EPC Market Competitive Analysis
The EPC market is highly competitive, with a mix of global giants and localized experts. In the oil and gas EPC segment, the top five businesses control roughly 46% of the market—Fluor (12%), Bechtel (10%), TechnipFMC (9%), Saipem (8%), and Petrofac (7%)—indicating a fairly consolidated industry. Firms such as Hyundai Engineering & Construction, Samsung Engineering, Larsen & Toubro, and WorleyParsons have smaller but important stakes, frequently excelling in regional contracts and specialty project sectors. LNG and petrochemical projects improve the standing of Technip Energies, Bechtel, and JGC, who collectively account for 44-48% of EPC work in this subsegment. Clients seek faster delivery, cost efficiency, and sustainability integration; thus, competition is increasingly based on execution skill, risk management, digital technologies, and collaborations with equipment makers.
EPC Market Scope:

Report Summary –
Construction holds the largest share in the EPC industry, contributing about 36.23% by type. Roads, railways, and bridges lead applications with around 30.12% share in 2024.Asia-Pacific dominates the market with over 41% share, driven by rapid urbanization and infrastructure projects. Top players like Fluor, Bechtel, TechnipFMC, Saipem, and Petrofac together account for nearly 46% of oil & gas EPC contracts. Key growth drivers include renewable energy expansion, government-backed infrastructure development, and adoption of digital technologies.
Key Players –
· China State Construction Engineering Corporation
· Vinci
· Bouygues
· Fluor Corporation
· Saipem S.p.A.
· Petrofac Limited
· Technip Energies
· McDermott International
· Larsen & Toubro
· Wood Group (John Wood plc)
· Samsung Engineering
· Hyundai Engineering & Construction (Hyundai E&C)
· Kiewit Corporation
Frequently Ask Questions –
1) What does EPC mean in the EPC market?
Ans - EPC stands for Engineering, Procurement, and Construction, where a contractor delivers turnkey projects from design to execution.

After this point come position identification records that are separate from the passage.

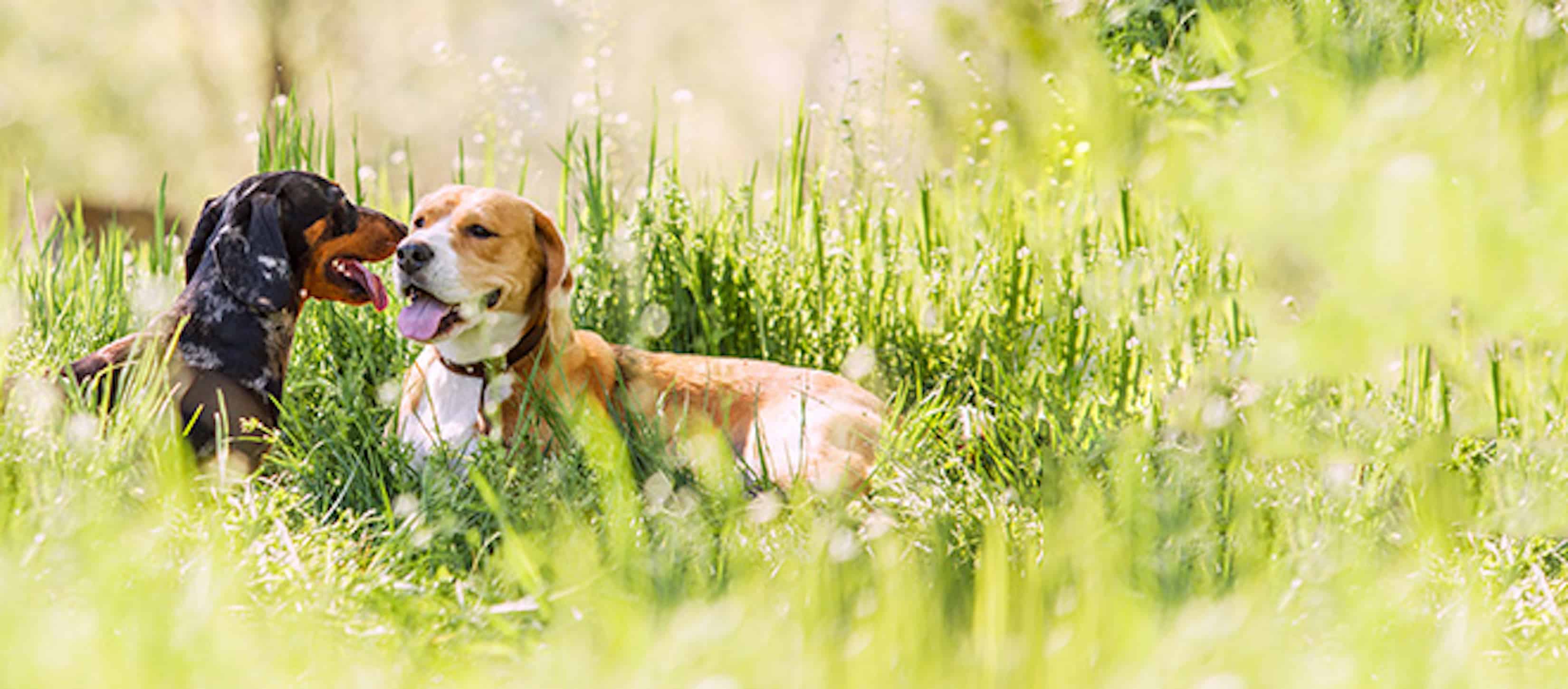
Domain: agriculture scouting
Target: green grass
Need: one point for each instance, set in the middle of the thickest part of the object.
(1250, 385)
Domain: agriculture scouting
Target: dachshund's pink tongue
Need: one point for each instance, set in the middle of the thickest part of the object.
(421, 319)
(369, 281)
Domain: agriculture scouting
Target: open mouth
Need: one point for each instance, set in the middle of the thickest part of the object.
(360, 280)
(425, 317)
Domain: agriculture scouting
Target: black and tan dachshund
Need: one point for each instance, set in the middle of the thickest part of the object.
(258, 253)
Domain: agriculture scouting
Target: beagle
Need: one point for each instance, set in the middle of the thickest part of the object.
(256, 255)
(488, 286)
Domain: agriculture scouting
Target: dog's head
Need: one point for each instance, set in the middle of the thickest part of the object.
(479, 269)
(281, 238)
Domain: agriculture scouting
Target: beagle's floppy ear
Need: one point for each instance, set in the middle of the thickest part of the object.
(253, 259)
(210, 212)
(557, 277)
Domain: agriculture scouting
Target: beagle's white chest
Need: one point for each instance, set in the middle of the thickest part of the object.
(448, 413)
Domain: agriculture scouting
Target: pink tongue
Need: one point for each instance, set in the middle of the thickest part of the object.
(422, 317)
(371, 283)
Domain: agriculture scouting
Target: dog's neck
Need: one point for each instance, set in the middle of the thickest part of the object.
(226, 336)
(490, 338)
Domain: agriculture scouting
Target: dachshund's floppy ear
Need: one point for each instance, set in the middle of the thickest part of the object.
(210, 212)
(253, 259)
(557, 277)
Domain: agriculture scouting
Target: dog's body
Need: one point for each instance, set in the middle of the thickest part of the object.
(256, 255)
(488, 277)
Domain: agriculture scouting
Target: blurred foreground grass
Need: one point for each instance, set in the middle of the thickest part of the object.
(1234, 357)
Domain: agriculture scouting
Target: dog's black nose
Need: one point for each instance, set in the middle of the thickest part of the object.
(414, 257)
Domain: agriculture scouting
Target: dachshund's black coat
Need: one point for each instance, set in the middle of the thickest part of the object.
(255, 257)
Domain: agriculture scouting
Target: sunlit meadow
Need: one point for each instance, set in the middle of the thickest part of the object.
(1227, 347)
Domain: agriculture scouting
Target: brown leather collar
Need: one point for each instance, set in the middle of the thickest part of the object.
(524, 347)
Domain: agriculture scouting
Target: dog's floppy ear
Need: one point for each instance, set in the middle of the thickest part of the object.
(557, 277)
(253, 259)
(210, 212)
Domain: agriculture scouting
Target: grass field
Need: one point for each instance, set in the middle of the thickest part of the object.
(1227, 346)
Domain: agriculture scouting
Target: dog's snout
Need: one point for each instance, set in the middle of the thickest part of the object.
(413, 257)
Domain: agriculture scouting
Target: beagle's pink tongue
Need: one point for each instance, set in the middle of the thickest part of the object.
(421, 319)
(369, 281)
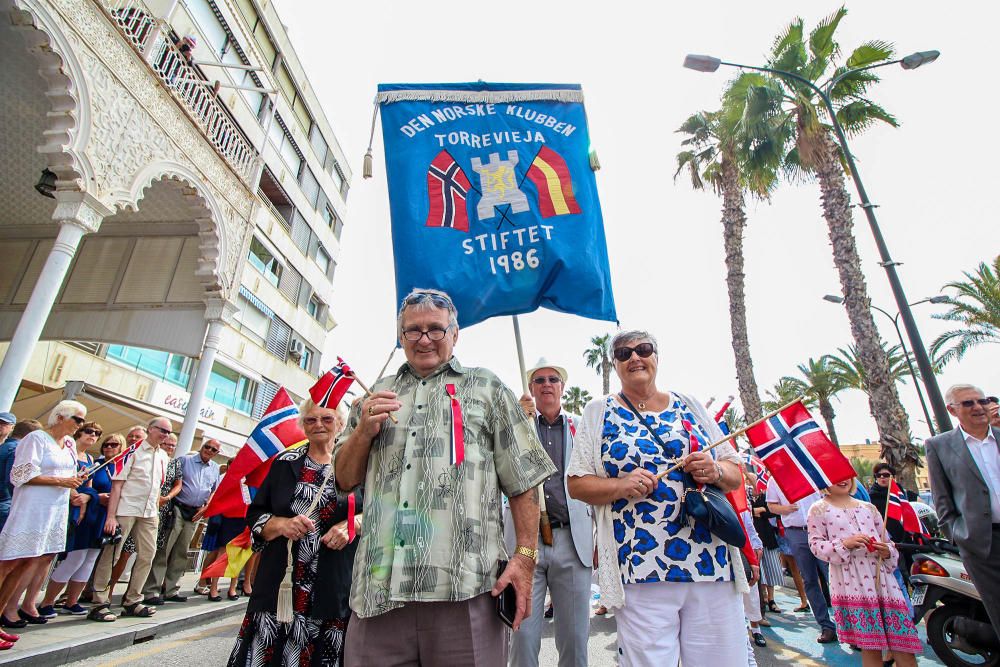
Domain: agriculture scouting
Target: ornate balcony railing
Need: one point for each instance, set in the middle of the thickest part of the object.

2) What are the major segments of the EPC market?
Ans - The EPC market is segmented by type (engineering, procurement, construction), power generation (thermal, renewable, hydro, nuclear), and equipment.
3) Who are the leading players in the EPC industry?
Ans - Top players include Fluor, Bechtel, TechnipFMC, Saipem, and Petrofac, with the top five holding nearly 46% of the oil & gas EPC market.
4) Which region dominates the EPC market?
Ans - Asia-Pacific leads with about 40% share, followed by North America and Europe, driven by large-scale infrastructure and energy projects.
5) How competitive is the EPC market?
Ans- The industry is moderately consolidated, with global giants dominating large projects and regional firms excelling in local contracts.